Des manques dans la formation
Les écoles ne forment que techniquement. Mais quid de la bonne façon de se vendre, de se faire embaucher, de la protection des designs, des notions juridiques et comptables, ainsi que bien d’autres choses qui sont totalement absentes d’un cursus de formation d’un apprenti ou d’un étudiant d’une haute école spécialisée? Pour pallier ces manques, des Masterclasses sont organisées en collaboration avec le CFP Arts afin de mieux préparer les étudiants au monde professionnel. Satisfait des retours très positifs, le Conseil de Fondation a pour objectif de maintenir ce projet une fois par an et, progressivement, d’en renforcer l’aspect professionnalisant et d’en ouvrir l’accès à d’autres formations techniques du milieu joaillier.

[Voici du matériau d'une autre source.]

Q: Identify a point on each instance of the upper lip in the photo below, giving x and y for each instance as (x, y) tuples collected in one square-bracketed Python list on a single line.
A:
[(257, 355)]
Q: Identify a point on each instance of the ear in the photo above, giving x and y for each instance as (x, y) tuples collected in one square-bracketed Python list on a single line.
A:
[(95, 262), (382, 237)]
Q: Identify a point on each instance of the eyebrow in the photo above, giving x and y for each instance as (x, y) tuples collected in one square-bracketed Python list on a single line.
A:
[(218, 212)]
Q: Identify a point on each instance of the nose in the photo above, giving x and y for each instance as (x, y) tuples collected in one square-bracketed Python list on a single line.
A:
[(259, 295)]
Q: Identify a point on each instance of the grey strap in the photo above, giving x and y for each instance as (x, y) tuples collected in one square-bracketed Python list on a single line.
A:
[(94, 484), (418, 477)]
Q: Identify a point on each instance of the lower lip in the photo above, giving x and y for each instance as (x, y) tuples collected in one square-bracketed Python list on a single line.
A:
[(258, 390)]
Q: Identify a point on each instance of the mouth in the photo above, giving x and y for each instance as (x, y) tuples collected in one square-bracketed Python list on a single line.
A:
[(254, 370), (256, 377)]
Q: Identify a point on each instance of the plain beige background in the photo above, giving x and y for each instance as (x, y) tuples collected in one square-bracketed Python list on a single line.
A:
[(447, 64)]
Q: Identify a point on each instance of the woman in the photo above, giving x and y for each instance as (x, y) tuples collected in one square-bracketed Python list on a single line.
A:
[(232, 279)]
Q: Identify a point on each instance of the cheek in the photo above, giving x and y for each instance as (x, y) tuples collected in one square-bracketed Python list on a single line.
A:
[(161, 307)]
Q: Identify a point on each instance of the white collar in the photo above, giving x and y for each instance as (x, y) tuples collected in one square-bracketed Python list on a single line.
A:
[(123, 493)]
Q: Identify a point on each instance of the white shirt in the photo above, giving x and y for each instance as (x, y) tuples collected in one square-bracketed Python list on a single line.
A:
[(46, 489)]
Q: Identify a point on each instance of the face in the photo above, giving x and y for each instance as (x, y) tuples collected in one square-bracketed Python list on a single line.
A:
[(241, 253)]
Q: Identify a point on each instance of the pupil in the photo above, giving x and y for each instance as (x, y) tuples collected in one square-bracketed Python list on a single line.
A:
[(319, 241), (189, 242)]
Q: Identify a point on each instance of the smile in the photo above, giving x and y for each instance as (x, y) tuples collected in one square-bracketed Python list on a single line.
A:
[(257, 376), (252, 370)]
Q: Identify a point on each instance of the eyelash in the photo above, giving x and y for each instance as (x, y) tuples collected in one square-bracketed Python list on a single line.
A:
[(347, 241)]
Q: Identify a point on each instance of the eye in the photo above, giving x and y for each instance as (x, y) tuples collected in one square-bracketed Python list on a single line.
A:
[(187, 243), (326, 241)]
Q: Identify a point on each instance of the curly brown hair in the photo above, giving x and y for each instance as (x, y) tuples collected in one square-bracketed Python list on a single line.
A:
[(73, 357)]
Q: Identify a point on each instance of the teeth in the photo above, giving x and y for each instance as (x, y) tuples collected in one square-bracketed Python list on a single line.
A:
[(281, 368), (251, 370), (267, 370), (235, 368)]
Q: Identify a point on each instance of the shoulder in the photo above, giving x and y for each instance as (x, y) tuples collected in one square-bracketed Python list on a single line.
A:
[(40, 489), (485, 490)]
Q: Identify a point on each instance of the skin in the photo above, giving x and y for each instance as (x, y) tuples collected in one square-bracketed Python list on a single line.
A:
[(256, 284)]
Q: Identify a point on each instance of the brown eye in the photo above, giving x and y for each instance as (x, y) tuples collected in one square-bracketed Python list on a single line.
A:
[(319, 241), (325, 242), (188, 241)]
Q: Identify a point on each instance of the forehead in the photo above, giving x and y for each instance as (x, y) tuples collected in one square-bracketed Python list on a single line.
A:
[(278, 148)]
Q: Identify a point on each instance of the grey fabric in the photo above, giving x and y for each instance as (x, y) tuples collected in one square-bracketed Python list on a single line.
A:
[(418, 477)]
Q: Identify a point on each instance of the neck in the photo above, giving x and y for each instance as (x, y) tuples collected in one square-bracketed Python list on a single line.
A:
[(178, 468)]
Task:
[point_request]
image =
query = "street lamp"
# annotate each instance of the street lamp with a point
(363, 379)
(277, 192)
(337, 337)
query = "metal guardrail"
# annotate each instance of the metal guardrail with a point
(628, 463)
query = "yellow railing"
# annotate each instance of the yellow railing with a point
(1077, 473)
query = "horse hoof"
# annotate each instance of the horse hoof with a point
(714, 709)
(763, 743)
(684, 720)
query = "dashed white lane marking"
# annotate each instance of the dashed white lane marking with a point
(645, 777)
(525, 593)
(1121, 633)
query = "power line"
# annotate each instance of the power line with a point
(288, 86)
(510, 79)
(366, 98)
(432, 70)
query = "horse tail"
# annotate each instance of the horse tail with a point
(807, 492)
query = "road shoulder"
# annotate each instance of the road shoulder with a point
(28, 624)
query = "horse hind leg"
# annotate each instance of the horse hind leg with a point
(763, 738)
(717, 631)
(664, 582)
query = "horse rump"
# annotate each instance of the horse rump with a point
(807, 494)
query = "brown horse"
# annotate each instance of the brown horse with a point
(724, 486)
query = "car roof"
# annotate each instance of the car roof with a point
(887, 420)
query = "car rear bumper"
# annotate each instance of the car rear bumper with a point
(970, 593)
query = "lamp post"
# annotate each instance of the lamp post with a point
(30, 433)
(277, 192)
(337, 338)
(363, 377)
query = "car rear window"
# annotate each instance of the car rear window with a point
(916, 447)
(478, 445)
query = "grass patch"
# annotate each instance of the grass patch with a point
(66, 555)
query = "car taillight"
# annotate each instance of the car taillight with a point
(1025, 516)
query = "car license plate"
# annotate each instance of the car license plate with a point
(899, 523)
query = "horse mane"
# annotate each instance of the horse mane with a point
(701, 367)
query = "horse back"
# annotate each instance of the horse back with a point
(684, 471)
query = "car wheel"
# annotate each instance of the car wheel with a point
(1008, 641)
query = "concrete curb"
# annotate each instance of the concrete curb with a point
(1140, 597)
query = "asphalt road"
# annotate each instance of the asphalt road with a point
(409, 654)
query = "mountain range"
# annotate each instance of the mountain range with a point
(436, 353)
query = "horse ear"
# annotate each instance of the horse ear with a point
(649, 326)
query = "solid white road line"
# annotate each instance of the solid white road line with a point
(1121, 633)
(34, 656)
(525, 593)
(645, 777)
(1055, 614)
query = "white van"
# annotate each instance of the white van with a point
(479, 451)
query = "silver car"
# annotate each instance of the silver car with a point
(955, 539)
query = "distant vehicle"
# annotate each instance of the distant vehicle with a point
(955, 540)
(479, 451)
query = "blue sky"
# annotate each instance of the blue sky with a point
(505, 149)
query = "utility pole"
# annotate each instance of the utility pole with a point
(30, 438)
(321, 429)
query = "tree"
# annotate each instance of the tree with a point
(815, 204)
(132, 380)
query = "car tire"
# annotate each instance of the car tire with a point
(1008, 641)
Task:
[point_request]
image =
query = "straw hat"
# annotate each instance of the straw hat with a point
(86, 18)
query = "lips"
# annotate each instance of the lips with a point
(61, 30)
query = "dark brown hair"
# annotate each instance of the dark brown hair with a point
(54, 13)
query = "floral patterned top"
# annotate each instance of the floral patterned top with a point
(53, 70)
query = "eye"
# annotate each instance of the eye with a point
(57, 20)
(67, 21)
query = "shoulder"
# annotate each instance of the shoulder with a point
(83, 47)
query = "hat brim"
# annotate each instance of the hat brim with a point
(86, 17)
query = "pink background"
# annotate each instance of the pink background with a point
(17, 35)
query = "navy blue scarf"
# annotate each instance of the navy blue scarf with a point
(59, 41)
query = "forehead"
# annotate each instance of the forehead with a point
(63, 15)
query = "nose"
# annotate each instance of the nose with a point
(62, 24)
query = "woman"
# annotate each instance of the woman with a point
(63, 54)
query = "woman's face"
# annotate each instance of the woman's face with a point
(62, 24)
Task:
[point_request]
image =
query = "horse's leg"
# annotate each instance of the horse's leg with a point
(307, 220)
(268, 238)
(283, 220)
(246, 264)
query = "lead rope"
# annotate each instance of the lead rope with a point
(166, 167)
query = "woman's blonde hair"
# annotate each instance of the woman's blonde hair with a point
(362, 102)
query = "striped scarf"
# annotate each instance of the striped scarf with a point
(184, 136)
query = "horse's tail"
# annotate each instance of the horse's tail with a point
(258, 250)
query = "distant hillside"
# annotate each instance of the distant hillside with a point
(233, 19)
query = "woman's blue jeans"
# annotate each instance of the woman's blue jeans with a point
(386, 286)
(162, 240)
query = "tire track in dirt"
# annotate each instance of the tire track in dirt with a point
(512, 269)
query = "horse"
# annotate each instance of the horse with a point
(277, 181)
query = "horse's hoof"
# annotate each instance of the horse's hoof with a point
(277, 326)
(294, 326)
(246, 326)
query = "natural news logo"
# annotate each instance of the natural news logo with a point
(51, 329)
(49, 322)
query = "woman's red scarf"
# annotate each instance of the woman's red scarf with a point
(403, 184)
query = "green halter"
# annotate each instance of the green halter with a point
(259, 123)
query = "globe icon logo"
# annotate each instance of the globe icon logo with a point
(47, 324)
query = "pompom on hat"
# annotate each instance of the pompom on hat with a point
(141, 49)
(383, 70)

Collaboration avec la HEAD
Comme chacun le sait, les hautes écoles comme la HEAD (Haute Ecole d’art et de Design) à Genève ou l’ECAL (Ecole Cantonale d’Art Lausanne), à Lausanne, forment toutes deux aux niveaux bachelor et master. Ces études sont moins «pratiques» et plus «conceptuelles» et, parfois, encore plus éloignées de la réalité du «day to day business». La Fondation, en collaboration avec la Head et son département de «design contemporain» met en situation professionnelle les étudiant(e)s. Une cliente se présente avec une pièce ancienne ou qui ne lui plaît plus et un binôme doit proposer une réalisation au design contemporain et innovant mais qui doit correspondre au goût de la cliente. La pièce doit être portable et, bien sûr, réalisable. L’originalité n’est pas l’unique but de la transformation, le binôme étudiant doit conserver tout ou partie des pierres qui figurent sur le bijou à modifier et … un devis doit être proposé. Cela implique de nombreuses questions pour mieux cerner la cliente, ses goûts, ses désirs et parfois de nombreuses explications pour démontrer les possibilités ou les prix des différentes propositions. Le «jury» est composé d’un membre du corps professoral de la HEAD et d’un membre de la Fondation.
Durant la prochaine session de GemGenève, au mois de mai, toutes les écoles mentionnées plus haut, à l’exception de l’ECAL, ainsi que de nombreux spécialistes des professions de la bijouterie et Christine Horovitz seront présents sur le salon et répondront à toutes vos demandes.